Kartel previously collaborated with Lion and the Scouts on a beautiful meld of rap and reggae with the song “Pag-asa, Pag-ibig, Paglaya” back in 2014 (that came out in the excellent and independently released "Pagsibol" album).
Six years later and a whole lot of beef and social issues to rap about, Kartel has given us much for thought in this time of pandemic with "Kontrapunto."
It is exactly that – a counterpoint. Kartel asks you to look take a long and hard look at the traditional systems from the government to the educational system to even organized religion that they believe hold people bondage. That people are so stuck in this cycle that they cannot break out and while some may do well; others don’t and are trapped in the rat race and are forever down there.
That is, unless they open their eyes and free themselves.
As we review Kartel’s "Kontrapunto," it comes at a telling time when there are massive and dangerous riots that followed in the wake of the murder of George Floyd and people are questioning the injustices of existing systems.
And Kartel’s point of view can be incendiary.
The album starts off with the brooding “Anino” where Ilaya and Tala (the two dudes who comprise Kartel) rap about one’s self-doubts and breaking out of that mindset.
Now freed from those self-doubts and shadow boxing with one’s conscience that keeps one on hold, they unleash their zingers across the album.
Kartel offs a change of pace with the jazzier “Pera Pera” without sacrificing on the pointed barbs towards those who would use politics and religion to make money.
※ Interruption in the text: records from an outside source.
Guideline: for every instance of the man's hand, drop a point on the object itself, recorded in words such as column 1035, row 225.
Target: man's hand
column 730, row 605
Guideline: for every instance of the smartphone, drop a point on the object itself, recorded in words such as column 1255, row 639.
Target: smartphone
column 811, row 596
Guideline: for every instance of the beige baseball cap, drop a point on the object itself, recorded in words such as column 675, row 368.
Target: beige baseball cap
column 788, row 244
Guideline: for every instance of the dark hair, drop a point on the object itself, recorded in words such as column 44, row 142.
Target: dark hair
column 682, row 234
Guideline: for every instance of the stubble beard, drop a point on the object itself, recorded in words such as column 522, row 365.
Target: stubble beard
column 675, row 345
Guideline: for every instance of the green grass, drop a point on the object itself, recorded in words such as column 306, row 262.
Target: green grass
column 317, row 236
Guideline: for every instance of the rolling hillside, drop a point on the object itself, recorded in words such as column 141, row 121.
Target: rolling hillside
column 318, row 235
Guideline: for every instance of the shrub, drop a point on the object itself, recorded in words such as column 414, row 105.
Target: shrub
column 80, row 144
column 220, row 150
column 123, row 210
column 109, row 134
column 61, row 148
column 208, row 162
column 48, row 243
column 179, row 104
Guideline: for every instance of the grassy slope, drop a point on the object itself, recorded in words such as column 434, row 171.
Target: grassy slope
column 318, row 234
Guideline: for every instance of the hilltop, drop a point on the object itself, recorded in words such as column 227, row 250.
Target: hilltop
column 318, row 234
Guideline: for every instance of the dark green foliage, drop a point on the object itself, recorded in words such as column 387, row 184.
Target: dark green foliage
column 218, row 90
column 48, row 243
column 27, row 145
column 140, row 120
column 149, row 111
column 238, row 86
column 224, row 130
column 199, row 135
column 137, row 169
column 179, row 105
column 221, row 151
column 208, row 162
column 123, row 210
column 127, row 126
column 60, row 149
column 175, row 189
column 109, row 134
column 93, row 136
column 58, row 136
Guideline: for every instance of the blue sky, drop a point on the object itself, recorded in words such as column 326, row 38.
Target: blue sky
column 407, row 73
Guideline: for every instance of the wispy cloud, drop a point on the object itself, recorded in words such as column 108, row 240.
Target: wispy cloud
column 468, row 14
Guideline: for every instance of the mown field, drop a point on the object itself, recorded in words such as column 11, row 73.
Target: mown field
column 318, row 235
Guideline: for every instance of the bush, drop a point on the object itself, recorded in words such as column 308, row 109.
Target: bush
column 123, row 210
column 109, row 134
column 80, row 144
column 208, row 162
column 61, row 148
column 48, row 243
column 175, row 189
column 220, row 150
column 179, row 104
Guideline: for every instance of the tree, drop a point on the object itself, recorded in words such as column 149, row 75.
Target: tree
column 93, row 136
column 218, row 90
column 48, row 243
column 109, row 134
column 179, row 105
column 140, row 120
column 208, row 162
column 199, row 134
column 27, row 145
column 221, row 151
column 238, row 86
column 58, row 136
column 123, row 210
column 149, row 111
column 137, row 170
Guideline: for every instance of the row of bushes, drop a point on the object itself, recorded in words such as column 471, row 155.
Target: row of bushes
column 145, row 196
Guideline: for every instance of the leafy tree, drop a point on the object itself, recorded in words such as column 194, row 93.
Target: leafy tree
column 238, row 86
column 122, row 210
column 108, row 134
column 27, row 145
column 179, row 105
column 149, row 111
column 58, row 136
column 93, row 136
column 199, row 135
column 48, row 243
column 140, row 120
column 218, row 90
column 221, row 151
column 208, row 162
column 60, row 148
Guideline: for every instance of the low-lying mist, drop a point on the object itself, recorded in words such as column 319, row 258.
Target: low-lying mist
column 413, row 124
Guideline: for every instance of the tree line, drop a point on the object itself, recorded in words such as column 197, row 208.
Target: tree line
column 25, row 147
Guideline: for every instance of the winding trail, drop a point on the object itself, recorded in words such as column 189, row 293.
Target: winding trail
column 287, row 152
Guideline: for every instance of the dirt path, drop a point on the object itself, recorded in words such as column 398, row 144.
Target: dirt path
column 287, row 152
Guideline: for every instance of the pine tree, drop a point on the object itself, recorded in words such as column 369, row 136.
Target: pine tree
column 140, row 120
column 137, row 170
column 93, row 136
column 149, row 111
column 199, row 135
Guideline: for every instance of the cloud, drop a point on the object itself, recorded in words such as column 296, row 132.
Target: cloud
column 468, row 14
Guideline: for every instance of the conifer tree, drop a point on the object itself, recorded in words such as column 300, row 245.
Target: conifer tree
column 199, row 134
“Bilanggo” steps up the attack on organized religion and how the educational system makes slaves of those unable to cope
“Alamat” has this old-style flamenco/kundiman guitar to open perhaps the angriest song on the album. They wonder about the efforts and blood sacrifices made by our ancestors and if they have been for naught. And maybe, it is time to rise up and change these systems.
On “Sa Likod ng Lapis,” Kartel brings on board DJ Nicko whose turntable scratches add an edge to Kartel’s questioning the failed promises of the electoral vote.
The themes recur throughout the 10 other tracks of the album as Kartel gets by with a little help from some friends up and down Uprising Records’ roster (Supreme Fist, DJ Antsdru, Apoc, Diday, Octo Del, KJah, Sayyad, DJ Arthug, Kregga, Bigote, and Kemikal Ali).
With so much happening on the domestic front and all over the world, albums like Kartel’s Kontrapunto -- angry and pointed – are proof positive that people are clamoring for real and the good kind of change.
Fans may purchase Kartel’s "Kontrapunto" on their Bandcamp page.